The collective first addressed the St. Anne’s site in 2012 with an exhibition titled Mirabilia, which is translated as marvels, or things that cause us to wonder. In our second exhibition at the site, Elegy, the celebration of wonders was supplanted by mourning for the destruction of the environment by anthropogenic climate change. Artists responded individually to this theme, creating sculptural and video installations that explored emotions ranging from sadness and anger, to nostalgia for the past, balanced by fragile hope for the future.
With art as the catalyst, Elegy served as an opportunity for discussion about ecological grief. Grief is more than expressing sadness, it is also about overcoming hopelessness and paralysis to begin to consider meaningful plans for action. St. Anne’s Anglican Church is a meaningful location for this dialogue as it is connected to the art world due to the presence of historically significant murals in the building and the parish’s appreciation for the arts. This extends to their excellent music program and frequent participation in contemporary art events. The church has a history of befriending diverse communities and caring for the vulnerable. The parish community was an active partner in the exhibition and in exploring the role of art to emotionally process our current planetary crisis.

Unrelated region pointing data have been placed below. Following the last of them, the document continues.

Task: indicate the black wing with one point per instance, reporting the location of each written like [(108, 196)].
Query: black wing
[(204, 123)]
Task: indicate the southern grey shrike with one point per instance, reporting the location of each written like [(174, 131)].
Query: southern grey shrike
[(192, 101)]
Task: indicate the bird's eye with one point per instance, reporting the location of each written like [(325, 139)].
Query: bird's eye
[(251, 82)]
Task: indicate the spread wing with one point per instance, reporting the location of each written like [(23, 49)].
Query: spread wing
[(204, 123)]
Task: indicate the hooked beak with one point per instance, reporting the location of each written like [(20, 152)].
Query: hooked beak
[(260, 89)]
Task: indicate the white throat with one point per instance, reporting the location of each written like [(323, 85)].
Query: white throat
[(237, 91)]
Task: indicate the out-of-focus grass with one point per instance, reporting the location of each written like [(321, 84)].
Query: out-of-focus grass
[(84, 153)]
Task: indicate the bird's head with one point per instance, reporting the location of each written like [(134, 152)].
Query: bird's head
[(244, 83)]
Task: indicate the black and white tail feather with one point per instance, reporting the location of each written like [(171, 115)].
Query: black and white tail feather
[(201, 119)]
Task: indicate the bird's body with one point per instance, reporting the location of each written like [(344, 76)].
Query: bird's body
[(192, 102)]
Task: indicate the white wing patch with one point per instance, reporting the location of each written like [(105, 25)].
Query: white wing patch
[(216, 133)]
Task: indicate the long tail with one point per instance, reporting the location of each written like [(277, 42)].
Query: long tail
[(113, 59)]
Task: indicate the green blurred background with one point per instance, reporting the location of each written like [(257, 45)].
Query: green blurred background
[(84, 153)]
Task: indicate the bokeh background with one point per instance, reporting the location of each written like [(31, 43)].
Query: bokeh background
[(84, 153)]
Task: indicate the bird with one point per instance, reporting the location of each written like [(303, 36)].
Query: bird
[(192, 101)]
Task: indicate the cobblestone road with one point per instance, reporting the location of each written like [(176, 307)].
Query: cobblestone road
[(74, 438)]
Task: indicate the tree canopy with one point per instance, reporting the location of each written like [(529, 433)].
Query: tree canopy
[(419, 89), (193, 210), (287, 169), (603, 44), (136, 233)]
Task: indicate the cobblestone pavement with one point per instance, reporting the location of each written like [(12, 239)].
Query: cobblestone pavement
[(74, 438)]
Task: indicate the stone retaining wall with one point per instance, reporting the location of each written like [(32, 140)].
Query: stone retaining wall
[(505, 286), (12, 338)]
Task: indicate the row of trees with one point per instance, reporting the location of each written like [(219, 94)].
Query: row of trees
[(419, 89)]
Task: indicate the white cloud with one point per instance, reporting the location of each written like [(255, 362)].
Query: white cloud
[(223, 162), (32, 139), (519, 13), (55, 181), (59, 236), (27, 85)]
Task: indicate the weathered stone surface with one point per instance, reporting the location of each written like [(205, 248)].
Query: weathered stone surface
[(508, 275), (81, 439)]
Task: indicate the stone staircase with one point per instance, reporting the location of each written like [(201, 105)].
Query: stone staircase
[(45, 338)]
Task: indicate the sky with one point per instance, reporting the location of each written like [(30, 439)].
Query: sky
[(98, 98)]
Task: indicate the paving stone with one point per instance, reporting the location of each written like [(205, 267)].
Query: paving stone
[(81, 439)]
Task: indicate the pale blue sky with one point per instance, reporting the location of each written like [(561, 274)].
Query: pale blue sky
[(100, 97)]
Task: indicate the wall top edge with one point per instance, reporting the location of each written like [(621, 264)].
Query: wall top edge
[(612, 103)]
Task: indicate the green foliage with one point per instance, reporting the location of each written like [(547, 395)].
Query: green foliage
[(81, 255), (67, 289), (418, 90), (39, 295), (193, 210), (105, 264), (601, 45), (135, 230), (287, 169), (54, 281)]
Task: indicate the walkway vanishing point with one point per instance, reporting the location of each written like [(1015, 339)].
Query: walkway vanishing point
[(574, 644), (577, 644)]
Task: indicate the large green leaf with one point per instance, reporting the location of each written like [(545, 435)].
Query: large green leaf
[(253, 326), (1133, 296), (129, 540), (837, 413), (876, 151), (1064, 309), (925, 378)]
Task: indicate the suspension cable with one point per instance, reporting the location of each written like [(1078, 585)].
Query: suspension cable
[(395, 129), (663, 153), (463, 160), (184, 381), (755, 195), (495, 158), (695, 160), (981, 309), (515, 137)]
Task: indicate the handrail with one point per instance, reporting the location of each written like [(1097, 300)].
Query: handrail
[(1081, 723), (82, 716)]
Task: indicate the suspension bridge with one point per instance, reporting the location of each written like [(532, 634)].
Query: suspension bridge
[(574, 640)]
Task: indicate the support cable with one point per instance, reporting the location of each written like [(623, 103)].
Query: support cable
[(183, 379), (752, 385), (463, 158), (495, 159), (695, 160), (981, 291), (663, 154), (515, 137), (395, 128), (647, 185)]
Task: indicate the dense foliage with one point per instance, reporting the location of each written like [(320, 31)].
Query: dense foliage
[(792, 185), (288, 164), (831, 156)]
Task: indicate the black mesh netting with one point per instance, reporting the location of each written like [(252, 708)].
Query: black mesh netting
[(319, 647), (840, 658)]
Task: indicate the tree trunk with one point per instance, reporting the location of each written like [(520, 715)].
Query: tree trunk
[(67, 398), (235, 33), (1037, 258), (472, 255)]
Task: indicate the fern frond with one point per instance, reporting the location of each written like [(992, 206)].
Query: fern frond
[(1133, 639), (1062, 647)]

This new NetherMind catalogue allows for dialogue on the topic of ecological grief to continue into the future. The publication includes extensive photos of the installations in both exhibitions as well as the essays commissioned for each show. It includes a reprint of Gordon Hatt’s 2012 essay, written for the Mirabilia exhibition. In it he examines the history of the NetherMind collective in the context of the Toronto art world of the 1990’s and how that period laid the foundation for the collective’s endeavours.
Matthew Brower wrote a beautiful new essay for the 2022 show that he has expanded for the catalogue. His essay, On Ecological Grief, uses the ten stages of grief to explore “the complex thoughts and emotions tied up in ecological grief” and to examine the thoughts and feelings that are evoked by each of the artworks in the exhibition. He writes: “The works in Elegy are experiential more than conceptual. They invite viewers to feel things and, through feeling things to make meaning.”